Updated 12 October 2015

What are the uses of krill oil?

Krill oil is a lesser known but richer source of omega 3. Find out more.

You're unlikely to see it on a restaurant menu near you, although it's eaten in Japan under the name Okiami.

It's a small, nondescript crustacean, but its health benefits may just be astonishing. If researchers are correct, krill provides oil that can treat everything from arthritis to erectile dysfunction, as well as making your eyes and brain work better.

Krill’s the catch-all name for 85 or so species and has probably the largest biomass on earth: hundreds of millions of tons. In other words, all the krill in the sea weigh more than any other species. That’s astonishing when you consider, for example, all the cows and sheep in the world.

If you've seen the movie Happy Feet Two, the krill are Will and Bill, the shrimp-like critters bickering and biting seals’ butts in their search for enlightenment. Movie buffs will recognise the voices of Matt Damon and Brad Pitt, but in the real world, these invertebrate crustaceans have an important role in the oceans and the ecosystems surrounding them. They form a crucial food for many seabirds (penguins and shearwaters), mammals (whales and seals), reptiles (turtles) and of course, many kinds of fish (salmon, squid and sardine).

Krill oil is extracted from a kind of krill called euphrausia superba. For many years, we’ve extracted omega-3 from salmon, cod, mackerel and other fish. But it’s been found that krill itself is a far richer source of omega-3s than whatever eats krill.

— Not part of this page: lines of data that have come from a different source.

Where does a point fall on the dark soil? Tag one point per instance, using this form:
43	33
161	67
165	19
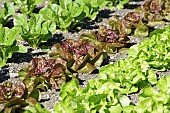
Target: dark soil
50	98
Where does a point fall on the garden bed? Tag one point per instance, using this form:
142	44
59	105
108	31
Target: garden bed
50	98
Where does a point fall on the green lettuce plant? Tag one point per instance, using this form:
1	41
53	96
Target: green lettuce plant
36	30
26	6
154	51
99	96
151	100
68	13
8	44
6	12
131	75
37	108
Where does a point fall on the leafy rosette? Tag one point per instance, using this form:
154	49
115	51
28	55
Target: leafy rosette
135	20
156	11
35	30
6	12
135	16
80	55
110	40
44	74
14	97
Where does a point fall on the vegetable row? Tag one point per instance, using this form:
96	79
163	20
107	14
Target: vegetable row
109	93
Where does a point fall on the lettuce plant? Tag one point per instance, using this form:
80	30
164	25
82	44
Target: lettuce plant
80	55
100	96
8	44
6	12
26	6
37	108
131	75
36	30
151	100
14	97
110	40
68	13
44	74
138	22
153	51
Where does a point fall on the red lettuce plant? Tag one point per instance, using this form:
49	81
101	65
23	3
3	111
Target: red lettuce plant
80	55
137	22
111	40
14	97
45	73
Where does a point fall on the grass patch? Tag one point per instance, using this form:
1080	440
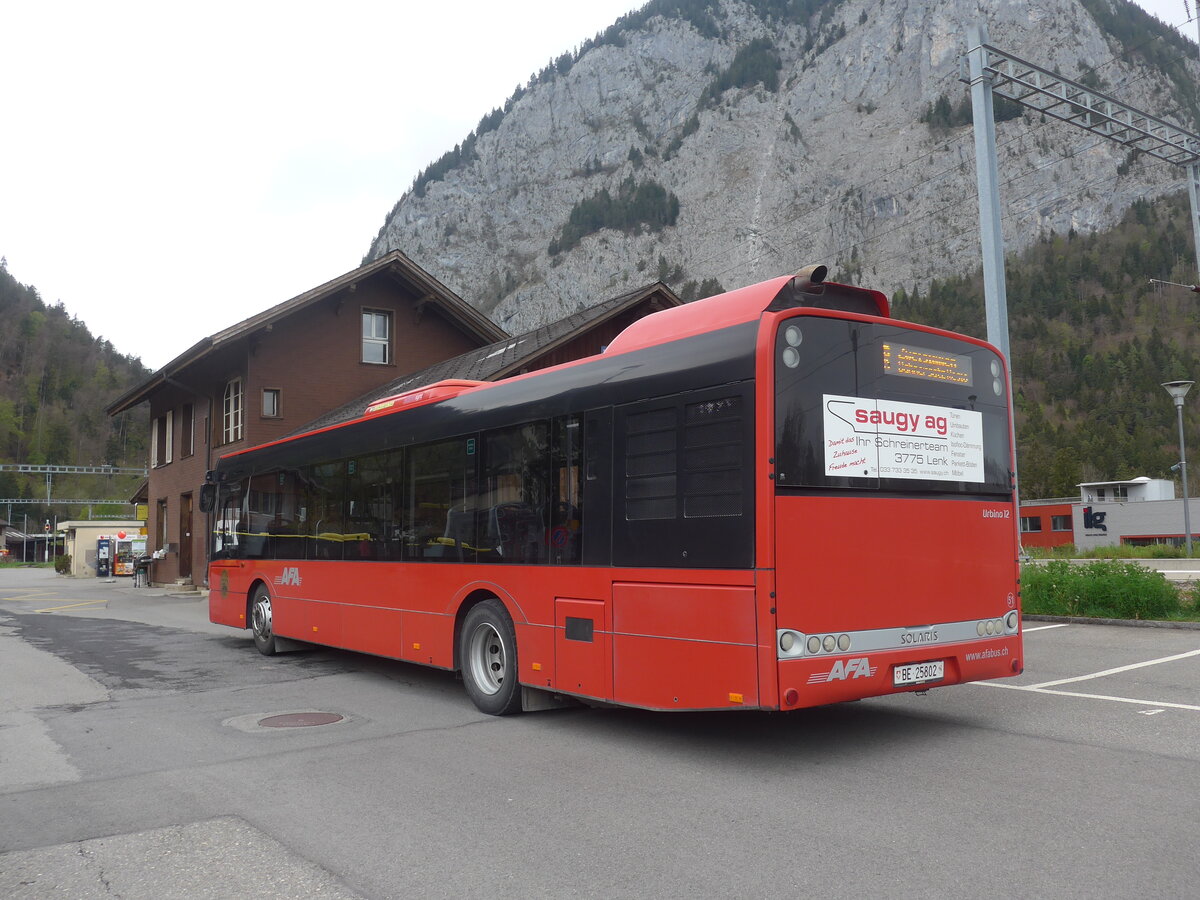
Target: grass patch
1117	551
1105	588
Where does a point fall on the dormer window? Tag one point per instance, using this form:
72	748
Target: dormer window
377	336
232	412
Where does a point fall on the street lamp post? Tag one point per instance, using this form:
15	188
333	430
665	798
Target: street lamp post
1179	390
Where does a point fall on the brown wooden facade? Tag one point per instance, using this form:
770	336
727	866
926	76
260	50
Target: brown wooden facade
267	376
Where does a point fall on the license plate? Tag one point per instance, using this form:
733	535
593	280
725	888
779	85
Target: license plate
918	673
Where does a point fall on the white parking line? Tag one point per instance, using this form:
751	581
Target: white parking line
1115	671
1035	689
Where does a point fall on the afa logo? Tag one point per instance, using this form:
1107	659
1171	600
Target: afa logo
291	576
843	670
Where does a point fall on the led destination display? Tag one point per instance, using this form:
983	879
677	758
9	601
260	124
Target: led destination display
921	363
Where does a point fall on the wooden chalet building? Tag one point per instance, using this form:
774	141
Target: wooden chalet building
378	330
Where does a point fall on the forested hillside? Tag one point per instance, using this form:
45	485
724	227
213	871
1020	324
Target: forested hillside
55	381
1092	341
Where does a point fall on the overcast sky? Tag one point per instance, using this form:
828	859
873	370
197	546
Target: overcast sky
169	169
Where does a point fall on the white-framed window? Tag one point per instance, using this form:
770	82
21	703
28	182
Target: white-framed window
232	412
161	439
377	336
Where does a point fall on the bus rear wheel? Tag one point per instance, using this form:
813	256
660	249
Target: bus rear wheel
487	649
261	621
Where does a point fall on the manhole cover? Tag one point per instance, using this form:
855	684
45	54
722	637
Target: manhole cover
299	720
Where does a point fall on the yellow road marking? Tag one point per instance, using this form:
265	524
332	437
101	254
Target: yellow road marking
73	606
29	595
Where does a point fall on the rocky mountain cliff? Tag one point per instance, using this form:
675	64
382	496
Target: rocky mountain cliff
715	143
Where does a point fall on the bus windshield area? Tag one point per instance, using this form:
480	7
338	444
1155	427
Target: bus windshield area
867	406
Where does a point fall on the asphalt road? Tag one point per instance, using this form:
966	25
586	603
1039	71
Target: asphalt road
132	765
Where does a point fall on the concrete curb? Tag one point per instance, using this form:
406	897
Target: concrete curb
1129	623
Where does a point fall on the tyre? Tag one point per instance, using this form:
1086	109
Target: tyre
487	651
261	623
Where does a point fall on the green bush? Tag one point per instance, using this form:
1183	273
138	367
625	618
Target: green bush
1107	588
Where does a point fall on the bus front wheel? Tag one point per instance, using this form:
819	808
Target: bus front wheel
487	651
261	624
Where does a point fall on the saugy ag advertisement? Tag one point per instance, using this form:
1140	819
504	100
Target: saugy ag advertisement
881	438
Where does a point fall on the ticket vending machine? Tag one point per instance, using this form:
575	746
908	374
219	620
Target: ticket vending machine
103	557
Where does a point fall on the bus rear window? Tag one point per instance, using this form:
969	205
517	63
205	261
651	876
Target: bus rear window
888	408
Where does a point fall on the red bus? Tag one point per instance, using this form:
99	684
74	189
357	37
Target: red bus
773	498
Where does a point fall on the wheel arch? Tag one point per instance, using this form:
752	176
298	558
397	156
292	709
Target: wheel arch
473	598
250	594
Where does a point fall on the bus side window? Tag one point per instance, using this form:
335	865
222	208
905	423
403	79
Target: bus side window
567	491
516	490
439	502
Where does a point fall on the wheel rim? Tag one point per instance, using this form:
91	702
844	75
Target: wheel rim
261	617
486	658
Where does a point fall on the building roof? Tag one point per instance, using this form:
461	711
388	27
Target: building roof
394	264
504	358
1139	480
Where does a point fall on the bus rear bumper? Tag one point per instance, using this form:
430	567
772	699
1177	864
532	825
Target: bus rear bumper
834	678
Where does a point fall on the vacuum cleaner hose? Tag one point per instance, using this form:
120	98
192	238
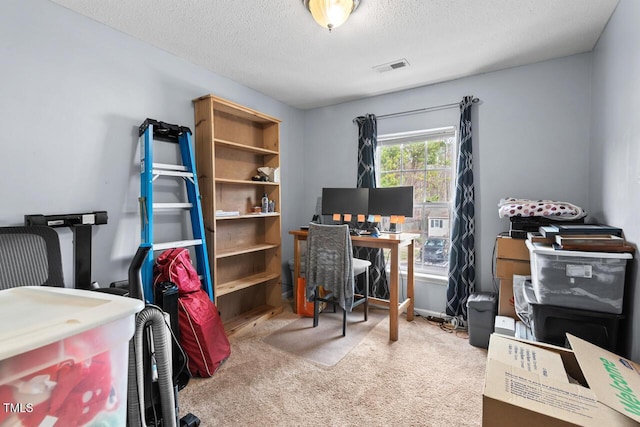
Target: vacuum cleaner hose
153	316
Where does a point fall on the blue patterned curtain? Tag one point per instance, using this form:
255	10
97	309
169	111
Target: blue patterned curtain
462	270
367	142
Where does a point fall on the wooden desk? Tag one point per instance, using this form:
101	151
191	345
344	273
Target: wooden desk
392	242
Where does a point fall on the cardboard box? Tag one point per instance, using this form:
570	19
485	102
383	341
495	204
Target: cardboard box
534	384
510	248
505	270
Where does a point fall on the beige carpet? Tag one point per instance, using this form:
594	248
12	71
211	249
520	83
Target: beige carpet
325	344
429	377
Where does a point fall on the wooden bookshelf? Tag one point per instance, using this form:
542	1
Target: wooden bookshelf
232	142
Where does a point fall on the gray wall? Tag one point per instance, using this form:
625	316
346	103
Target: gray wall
530	140
72	93
614	168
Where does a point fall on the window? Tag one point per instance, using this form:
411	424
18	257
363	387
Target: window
426	161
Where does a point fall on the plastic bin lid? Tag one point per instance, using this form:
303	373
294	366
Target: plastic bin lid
34	316
482	301
538	248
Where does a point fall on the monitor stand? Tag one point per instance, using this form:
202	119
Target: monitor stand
393	229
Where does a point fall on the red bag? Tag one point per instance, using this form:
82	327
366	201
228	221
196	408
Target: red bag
202	334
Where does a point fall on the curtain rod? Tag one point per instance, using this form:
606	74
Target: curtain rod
424	110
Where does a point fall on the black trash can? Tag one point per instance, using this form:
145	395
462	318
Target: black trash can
482	308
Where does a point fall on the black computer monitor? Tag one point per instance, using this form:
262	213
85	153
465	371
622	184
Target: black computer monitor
352	201
390	201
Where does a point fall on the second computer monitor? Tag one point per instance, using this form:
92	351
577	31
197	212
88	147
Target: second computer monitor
391	201
354	201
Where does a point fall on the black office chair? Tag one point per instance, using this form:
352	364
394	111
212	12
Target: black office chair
30	256
330	264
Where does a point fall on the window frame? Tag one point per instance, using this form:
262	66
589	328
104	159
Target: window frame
420	268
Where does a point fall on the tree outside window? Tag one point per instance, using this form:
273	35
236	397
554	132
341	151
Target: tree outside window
426	161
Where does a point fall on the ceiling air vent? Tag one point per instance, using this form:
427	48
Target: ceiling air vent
400	63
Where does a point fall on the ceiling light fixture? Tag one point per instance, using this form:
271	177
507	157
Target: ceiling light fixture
331	13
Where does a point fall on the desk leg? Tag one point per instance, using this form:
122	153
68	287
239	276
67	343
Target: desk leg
296	271
410	274
393	293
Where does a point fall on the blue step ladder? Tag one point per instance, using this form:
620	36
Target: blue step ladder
149	132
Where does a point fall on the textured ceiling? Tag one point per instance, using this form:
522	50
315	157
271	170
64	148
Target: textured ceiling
275	47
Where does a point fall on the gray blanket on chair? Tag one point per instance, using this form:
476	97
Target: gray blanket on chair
329	263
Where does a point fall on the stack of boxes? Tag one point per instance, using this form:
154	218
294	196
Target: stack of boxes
512	258
575	291
579	292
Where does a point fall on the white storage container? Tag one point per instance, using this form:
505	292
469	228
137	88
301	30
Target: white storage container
64	356
575	279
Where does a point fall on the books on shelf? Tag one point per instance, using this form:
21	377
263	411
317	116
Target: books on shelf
579	229
221	213
582	237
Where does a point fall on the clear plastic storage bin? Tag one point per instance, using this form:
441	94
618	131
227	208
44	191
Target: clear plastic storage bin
574	279
64	356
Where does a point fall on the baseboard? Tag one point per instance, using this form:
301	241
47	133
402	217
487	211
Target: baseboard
431	313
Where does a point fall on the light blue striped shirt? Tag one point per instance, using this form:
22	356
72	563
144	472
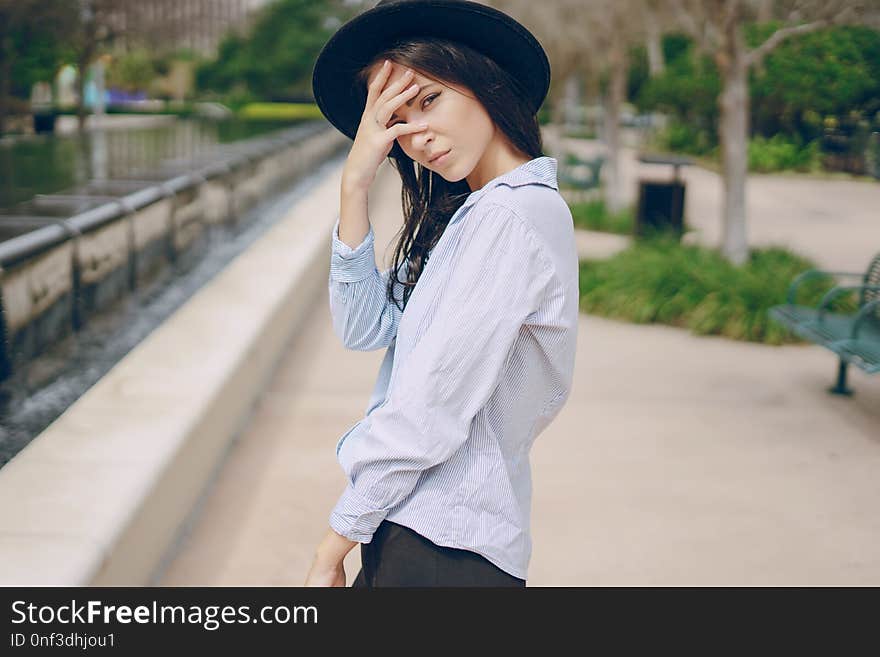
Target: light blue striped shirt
476	367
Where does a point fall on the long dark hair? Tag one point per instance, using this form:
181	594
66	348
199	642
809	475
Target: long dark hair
429	201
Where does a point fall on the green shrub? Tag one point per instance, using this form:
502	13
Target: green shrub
661	281
780	153
683	138
593	215
280	111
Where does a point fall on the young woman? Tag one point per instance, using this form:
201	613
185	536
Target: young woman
480	340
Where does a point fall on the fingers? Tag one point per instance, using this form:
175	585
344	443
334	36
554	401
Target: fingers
376	86
406	128
387	108
395	87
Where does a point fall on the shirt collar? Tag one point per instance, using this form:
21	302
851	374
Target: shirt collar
540	170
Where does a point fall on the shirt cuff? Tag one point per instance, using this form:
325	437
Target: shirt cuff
354	518
349	265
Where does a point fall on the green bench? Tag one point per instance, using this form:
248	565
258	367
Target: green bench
855	338
578	173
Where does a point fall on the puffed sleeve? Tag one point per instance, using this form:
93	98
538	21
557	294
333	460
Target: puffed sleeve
363	317
497	277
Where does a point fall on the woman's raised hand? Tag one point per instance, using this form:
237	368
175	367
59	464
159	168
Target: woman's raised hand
374	140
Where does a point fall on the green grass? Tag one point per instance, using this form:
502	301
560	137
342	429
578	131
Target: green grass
661	281
280	111
593	215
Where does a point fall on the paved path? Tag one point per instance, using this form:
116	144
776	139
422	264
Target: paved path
678	460
835	222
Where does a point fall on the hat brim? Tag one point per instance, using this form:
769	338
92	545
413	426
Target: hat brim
357	42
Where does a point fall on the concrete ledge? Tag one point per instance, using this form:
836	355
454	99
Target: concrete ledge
99	497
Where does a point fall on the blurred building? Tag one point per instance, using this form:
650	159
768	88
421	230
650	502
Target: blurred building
168	25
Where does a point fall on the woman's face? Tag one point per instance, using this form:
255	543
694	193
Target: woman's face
457	122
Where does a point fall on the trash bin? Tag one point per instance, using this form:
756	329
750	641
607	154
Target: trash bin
661	208
661	203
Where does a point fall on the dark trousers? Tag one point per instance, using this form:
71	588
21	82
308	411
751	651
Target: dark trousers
399	556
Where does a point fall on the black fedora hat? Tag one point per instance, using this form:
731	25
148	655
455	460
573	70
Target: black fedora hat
357	42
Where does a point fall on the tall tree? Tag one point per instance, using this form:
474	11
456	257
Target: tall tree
591	39
100	22
718	29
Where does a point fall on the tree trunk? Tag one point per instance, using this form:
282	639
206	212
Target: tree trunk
82	66
734	128
5	78
613	100
654	46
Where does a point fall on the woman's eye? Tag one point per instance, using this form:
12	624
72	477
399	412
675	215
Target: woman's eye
430	97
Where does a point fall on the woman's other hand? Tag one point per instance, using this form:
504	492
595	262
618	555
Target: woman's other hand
374	140
327	568
325	574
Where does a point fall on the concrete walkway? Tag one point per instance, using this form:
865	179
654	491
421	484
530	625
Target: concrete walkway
835	222
678	460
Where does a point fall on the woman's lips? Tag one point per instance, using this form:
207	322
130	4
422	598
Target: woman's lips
442	158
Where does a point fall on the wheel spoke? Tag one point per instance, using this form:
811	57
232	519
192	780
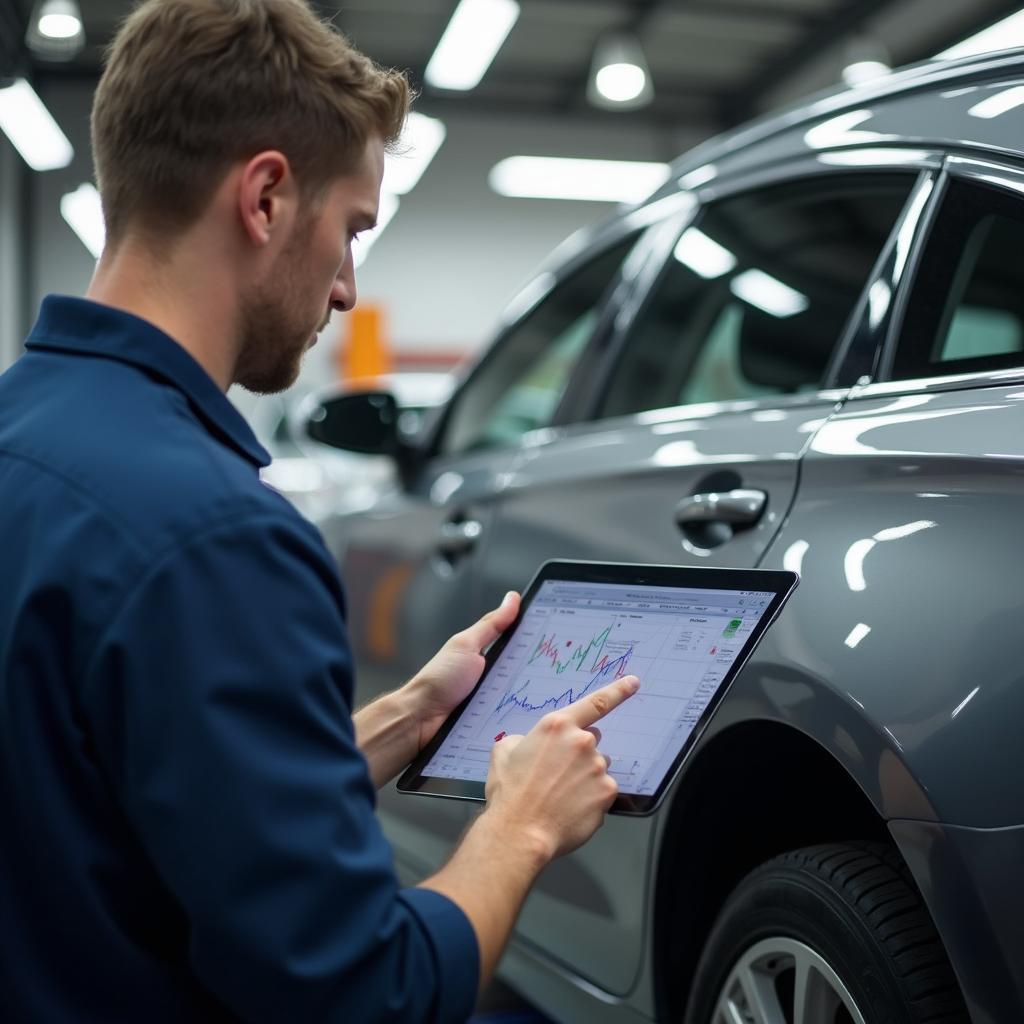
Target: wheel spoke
816	995
727	1012
762	1003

That seems logical enough: so why didn’t we simply try krill earlier?

Different kinds of omega-3

One reason may be that there are several kinds of omega-3s, and that the health benefits of each weren’t always clear.

Krill oil and fish contain long-chain polyunsaturated fatty acids of the omega-3 family, EPA and DHA. But here’s the difference: unlike fish oil, the EPA and DHA in krill oil are attached to phospholipids. It's that difference in composition that improves absorption. Krill oil also contains a powerful antioxidant called astaxanthin that may prevent EPA and DHA from oxidising.

The upshot of that is that you need to take about 50% less krill oil than other omega-3 oil for the same benefits, and it appears to be far more potent and versatile than its fish-based counterparts.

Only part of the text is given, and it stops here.